The dvc has been setup successfully using network drives as data storage. I have created a repo, which contains several smaller datasets. Each dataset is placed in a subfolder within a directory, which has been pushed to the save location on the network drive using dvc push as one repo.
My question is, is it possible to only pull one dataset (one subfolder) within this repo? Later we will be applying different transformation/data augmentation techniques on these datasets to create new datasets. If we can’t pull subdirectories within the same repo, does this mean we need to create new repos instead?
You can use
dvc pull on subfolders (or individual files) of a DVC-tracked directory. So if you have something like:
dvc add dataset/
You can do:
dvc pull dataset/some/subdir/
to only pull the specific data you are interested in.
Hi I followed your instructions, for example:
dvc add data/
Then I removed by local copy by:
rm -r data/original/dataset1
Then I try to get it back from my remote copy by:
dvc pull data/original/dataset1
The response I get was : Everything is up to date.
But dataset1 was still missing from the data/original directory.
What am I doing wrong?
Can you please run
and then post the output here?

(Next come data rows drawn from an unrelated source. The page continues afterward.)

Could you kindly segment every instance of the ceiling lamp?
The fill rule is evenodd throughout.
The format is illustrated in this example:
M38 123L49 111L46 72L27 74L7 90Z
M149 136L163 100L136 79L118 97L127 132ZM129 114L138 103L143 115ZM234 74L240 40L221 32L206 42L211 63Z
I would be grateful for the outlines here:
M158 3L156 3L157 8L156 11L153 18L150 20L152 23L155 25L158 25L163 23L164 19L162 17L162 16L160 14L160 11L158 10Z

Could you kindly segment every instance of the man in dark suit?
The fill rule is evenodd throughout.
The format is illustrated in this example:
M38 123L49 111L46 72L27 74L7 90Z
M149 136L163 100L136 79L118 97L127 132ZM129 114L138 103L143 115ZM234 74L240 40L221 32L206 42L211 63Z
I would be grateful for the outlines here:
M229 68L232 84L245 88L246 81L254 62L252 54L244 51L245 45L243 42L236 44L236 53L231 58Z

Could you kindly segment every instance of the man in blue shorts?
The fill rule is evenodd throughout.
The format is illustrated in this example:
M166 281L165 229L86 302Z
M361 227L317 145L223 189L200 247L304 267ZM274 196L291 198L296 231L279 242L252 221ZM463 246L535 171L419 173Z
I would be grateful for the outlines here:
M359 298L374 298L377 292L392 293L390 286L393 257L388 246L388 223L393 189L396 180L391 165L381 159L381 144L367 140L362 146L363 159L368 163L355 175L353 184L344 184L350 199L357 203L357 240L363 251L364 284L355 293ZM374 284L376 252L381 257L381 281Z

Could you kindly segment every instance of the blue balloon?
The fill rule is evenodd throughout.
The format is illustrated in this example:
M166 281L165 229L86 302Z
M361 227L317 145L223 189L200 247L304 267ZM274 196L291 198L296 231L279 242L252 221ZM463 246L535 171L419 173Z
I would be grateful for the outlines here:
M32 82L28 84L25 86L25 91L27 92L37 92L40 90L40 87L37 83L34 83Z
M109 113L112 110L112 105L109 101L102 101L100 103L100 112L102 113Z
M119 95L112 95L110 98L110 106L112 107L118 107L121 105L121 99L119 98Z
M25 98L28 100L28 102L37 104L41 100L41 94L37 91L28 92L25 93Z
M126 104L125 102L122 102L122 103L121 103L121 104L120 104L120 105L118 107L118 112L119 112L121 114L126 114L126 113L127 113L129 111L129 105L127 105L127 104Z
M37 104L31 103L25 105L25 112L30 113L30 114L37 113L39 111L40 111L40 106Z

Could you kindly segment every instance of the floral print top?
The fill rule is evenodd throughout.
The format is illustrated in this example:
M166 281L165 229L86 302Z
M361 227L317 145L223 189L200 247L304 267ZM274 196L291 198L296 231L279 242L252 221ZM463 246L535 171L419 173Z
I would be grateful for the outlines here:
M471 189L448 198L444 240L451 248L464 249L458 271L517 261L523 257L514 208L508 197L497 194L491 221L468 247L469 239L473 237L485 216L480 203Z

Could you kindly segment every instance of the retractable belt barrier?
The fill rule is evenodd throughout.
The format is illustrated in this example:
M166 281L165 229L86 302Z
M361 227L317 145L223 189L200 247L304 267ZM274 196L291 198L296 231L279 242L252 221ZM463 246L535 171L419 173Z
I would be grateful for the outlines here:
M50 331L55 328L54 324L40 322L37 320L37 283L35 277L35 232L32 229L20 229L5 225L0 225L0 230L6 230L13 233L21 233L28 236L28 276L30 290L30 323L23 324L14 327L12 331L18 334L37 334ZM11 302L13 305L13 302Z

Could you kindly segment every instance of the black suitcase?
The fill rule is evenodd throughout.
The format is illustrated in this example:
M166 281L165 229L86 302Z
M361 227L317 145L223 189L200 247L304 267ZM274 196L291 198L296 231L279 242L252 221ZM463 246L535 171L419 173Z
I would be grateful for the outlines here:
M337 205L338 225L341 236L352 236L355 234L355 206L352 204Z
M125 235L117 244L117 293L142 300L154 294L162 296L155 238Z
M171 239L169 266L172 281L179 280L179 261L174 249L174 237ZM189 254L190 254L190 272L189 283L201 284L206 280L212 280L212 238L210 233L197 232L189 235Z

It sounds like you might be using an outdated version of DVC
Here it is:
Platform: Python 3.8.12 on Linux-4.15.0-166-generic-x86_64-with-glibc2.17
webhdfs (fsspec = 2022.1.0),
http (aiohttp = 3.8.1, aiohttp-retry = 2.4.6),
https (aiohttp = 3.8.1, aiohttp-retry = 2.4.6)
Cache types: hardlink, symlink
Cache directory: xfs on /dev/sda3
Workspace directory: xfs on /dev/sda3
Repo: dvc, git
Ok, I think I know why. I had to install dvc[gs] package after pip install dvc.
I think the instruction should be a bit clearer from this page: https://dvc.org/doc/install/linux
Or make the error messages a bit clearer. Just a suggestion.
Anyway, thanks for your help.